Hugo Grotius

Perintis Hukum Internasional Modern

Hugo Grotius dikenal oleh umum terutama karena pelariannya dari Kastil Loevestein dengan menggunakan peti buku pada tanggal 22 Maret 1621. Beliau ditahan di kastil itu pada tahun 1619 dengan tuduhan pengkhianatan. Sebagai purnakaryawan Rotterdam dan penasehat politis&hukum bagi jaksa agung Oldenbarneveldt, Grotius merupakan salah seorang pemain utama dalam Perundingan Gencatan Senjata. Setelah kejatuhan Oldenbarneveldt, Grotius hanya tinggal menghitung waktu. Walaupun beliau tidak dihukum mati (seperti pelindungnya), namun Grotius dipenjarakan seumur hidup. Dengan tipu muslihat menggunakan peti buku beliau berhasil melarikan diri dan tidak selamanya tinggal di penjara. Namun demikian, beliau harus menghabiskan sisa hidupnya dalam pengasingan di luar negeri. Grotius wafat tahun 1645 di Rostock.

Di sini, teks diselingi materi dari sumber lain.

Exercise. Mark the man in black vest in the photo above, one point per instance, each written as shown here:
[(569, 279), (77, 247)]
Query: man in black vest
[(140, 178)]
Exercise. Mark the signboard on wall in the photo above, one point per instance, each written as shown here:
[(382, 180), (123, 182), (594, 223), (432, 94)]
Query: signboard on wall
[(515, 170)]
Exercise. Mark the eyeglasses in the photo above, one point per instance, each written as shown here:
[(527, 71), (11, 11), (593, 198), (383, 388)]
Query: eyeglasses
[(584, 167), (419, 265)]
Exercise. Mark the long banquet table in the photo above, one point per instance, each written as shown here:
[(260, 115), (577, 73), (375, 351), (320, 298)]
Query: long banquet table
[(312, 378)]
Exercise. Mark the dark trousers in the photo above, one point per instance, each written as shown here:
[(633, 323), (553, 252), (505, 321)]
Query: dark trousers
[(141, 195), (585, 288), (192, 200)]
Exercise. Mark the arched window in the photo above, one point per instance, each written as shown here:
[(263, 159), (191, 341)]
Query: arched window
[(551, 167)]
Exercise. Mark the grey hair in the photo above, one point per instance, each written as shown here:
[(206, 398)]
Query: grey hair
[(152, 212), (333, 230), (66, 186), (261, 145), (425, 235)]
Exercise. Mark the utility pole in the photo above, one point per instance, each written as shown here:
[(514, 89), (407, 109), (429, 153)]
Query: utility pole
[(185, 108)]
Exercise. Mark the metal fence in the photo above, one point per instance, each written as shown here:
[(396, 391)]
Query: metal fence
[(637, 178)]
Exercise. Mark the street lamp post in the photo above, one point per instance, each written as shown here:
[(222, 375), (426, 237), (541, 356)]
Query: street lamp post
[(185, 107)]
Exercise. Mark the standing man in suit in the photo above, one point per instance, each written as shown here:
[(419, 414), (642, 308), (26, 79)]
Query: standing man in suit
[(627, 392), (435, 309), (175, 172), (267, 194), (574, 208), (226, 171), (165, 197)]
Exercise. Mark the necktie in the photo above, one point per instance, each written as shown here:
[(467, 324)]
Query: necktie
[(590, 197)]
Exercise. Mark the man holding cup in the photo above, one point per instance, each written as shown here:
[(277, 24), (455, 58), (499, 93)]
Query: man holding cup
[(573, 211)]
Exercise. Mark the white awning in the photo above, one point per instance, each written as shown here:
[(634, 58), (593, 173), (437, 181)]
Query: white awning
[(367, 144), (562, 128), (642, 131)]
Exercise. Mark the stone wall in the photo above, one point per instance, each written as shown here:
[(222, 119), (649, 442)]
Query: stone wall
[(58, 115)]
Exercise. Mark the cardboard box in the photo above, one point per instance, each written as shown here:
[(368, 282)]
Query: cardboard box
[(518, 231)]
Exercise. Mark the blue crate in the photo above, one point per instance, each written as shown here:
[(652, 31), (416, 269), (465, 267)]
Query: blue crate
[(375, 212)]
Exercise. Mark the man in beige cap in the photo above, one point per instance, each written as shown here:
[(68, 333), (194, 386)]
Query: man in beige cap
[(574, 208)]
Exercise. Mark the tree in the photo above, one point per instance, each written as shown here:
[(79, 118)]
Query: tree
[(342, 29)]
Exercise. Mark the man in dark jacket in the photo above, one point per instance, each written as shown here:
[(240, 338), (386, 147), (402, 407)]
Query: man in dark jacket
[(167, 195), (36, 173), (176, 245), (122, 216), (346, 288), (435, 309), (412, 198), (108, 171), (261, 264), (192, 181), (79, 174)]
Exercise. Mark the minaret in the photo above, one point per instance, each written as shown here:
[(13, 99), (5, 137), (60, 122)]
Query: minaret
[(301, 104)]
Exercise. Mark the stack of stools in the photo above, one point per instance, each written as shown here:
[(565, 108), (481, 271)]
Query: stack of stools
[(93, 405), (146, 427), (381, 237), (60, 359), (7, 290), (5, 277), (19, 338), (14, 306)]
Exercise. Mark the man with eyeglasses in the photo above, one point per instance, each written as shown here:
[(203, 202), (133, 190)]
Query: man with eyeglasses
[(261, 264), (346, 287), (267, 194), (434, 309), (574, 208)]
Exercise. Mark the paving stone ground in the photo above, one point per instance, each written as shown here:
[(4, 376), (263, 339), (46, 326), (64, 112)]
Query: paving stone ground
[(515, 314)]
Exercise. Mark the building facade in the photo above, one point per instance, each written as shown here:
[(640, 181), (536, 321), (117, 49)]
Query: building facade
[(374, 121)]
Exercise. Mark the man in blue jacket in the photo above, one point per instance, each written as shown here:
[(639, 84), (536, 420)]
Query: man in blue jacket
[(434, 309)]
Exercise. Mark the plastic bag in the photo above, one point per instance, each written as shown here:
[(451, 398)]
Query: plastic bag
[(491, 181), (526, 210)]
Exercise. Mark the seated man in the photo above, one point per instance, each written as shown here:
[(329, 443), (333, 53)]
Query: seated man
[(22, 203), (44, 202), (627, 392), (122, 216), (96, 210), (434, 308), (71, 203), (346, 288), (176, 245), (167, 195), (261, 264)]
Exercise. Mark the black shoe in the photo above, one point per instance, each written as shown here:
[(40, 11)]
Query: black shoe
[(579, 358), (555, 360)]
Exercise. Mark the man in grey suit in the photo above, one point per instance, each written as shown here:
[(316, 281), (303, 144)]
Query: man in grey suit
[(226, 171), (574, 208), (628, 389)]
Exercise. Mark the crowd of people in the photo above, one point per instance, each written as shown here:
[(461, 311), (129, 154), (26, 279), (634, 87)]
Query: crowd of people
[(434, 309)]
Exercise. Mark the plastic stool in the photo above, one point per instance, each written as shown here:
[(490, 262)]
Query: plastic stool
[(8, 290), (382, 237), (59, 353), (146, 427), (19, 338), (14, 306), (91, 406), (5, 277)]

Pada tahun 1621, Hugo Grotius tidak lagi tinggal di Belanda namun kegiatan intelektual dan reputasi akademiknya terus berkembang. Beliau sudah mempunyai reputasi yang baik sejak masa mudanya. Dianggap sebagai seorang anak yang ajaib, Grotius lahir tahun 1583 di Delft dan pada usia sebelas tahun terdaftar sebagai mahasiswa Universitas Leiden. Di sini beliau dianggap sebagai penerus Erasmus. Grotius muda mempunyai kepandaian dalam banyak bidang. Beliau dapat menulis syair dalam Bahasa Latin sebagaimana beliau dengan mudahnya menulis anotasi tentang teks kuno Bahasa Yunani dan Romawi. Pada tahun 1598 raja Prancis menyebutnya sebagai "keajaiban Belanda".

Hugo Grotius merupakan seseorang yang mempunyai begitu banyak keahlian sampai akhir hayatnya. Beliau menulis karya-karya tentang teologi, sejarah, dan khususnya, topik-topik hukum. Pada awalnya, pengaruh akar Belanda dapat terlihat jelas dalam tulisannya. Misalnya, menggunakan banyak contoh sejarah dan hukum untuk membuktikan bahwa Belanda mempunyai bentuk pemerintahan yang ideal sejak masa kaum Batavia, atau bahwa Belanda mempunyai kebebasan memanfaatkan laut karena dianggap wilayah perairan internasional (Mare Liberum). Cara yang digunakannya untuk mencapai kesimpulan tersebut sangat khas cendikiawan humanis seperti Grotius. Menggunakan kepandaiannya yang mengagumkan, tujuan utama beliau adalah menciptakan keteraturan dan struktur dari ilmu pengetahuan yang sudah ada sebagaimana dapat ditemukan dalam karya-karya penulis klasik. Pendekatan ini menghasilkan cara pandang yang baru, khususnya melalui tulisan-tulisannya tentang hukum seperti De iure belli ac pacis ("Hukum tentang Perang dan Damai"). Ditulis pada tahun 1625, karya ini menjadi prinsip-prinsip fundamental bagi hukum internasional.

Di Belanda, Grotius dikenal sebagai Hugo de Groot, dan secara luas masih diingat karena kisah pelariannya menggunakan peti buku. Di luar negeri, nama Grotius diasosiasikan dengan seseorang yang mempunyai kecerdasan luar biasa dalam bidang hukum. Bersama dengan para korban lainnya yang juga Stadholder (de Witt bersaudara dan Oldenbarneveldt), Hugo Grotius dianggap sebagai simbol perlawanan terhadap para penentang monarki (Oranje). Pada tahun 1780-an, saat periode Patriot, beberapa barang peninggalan Grotius ditemukan, termasuk dua buah peti buku.